Active Learning Ideas

See all activities

Real-World Connections

  • Grocery stores use decimals to represent prices, such as $2.45 for a pound of apples. This connects to understanding numbers with two decimal places (hundredths).
  • Sports statistics often use decimals, like a baseball player's batting average (e.g., .300) or a runner's time in seconds (e.g., 10.5 seconds). These represent fractions of a whole.
  • Measuring tools, like rulers marked in centimeters and millimeters, can be related to decimals. A measurement of 2.5 cm means 2 whole centimeters and 5 tenths of a centimeter.

Assessment Ideas

Exit Ticket

Provide students with a 10x10 grid. Ask them to shade in 7/10 of the grid and write the corresponding decimal. Then, ask them to write the decimal for 23/100 and shade it on a separate grid.

Quick Check

Write the following on the board: '3/10 = ?' and '0.6 = ?/100'. Have students write their answers on mini-whiteboards. Observe student responses to identify common misconceptions about place value and equivalence.

Discussion Prompt

Pose the question: 'If you have 0.5 dollars, how many cents do you have? Explain your thinking.' Listen for students connecting the tenths place to 50 cents (50/100) and using place value reasoning.

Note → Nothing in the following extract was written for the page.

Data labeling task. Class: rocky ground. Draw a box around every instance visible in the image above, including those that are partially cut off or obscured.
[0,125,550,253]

Frequently Asked Questions

How do I introduce decimal notation to 4th graders who already know fractions?
Frame decimals explicitly as a second name for fractions with denominator 10 or 100 , not a new topic. Show 3/10 and 0.3 side by side on the same shaded grid and ask, 'What's different? What's the same?' Students who see both notations representing one shaded region are more likely to treat them as equivalent rather than separate concepts.
What is the difference between the tenths place and the hundredths place in a decimal?
The tenths place is immediately to the right of the decimal point; the hundredths place is one position further right. In 0.35, the 3 is in the tenths place (worth 3/10) and the 5 is in the hundredths place (worth 5/100). Connecting to money helps: tenths are dimes (0.3 = 3 dimes), hundredths are pennies (0.05 = 5 pennies).
How do I help students who confuse tenths and hundredths place value?
Use a place value chart that extends to the right of the decimal point, and require students to name the place before writing the digit. Regular practice reading decimals aloud using place value names ('four tenths,' 'seven hundredths') instead of digit-by-digit reading reinforces the distinction. Money amounts are an effective real-world anchor for this work.
Why does active learning help students learn decimal notation?
Translation tasks , converting the same quantity between fraction, decimal, and visual form , require students to engage with meaning rather than copy notation. When students do this with a partner and explain each conversion, they surface and correct small confusions (like tenths vs hundredths) immediately. Passive copying of examples does not build this flexibility.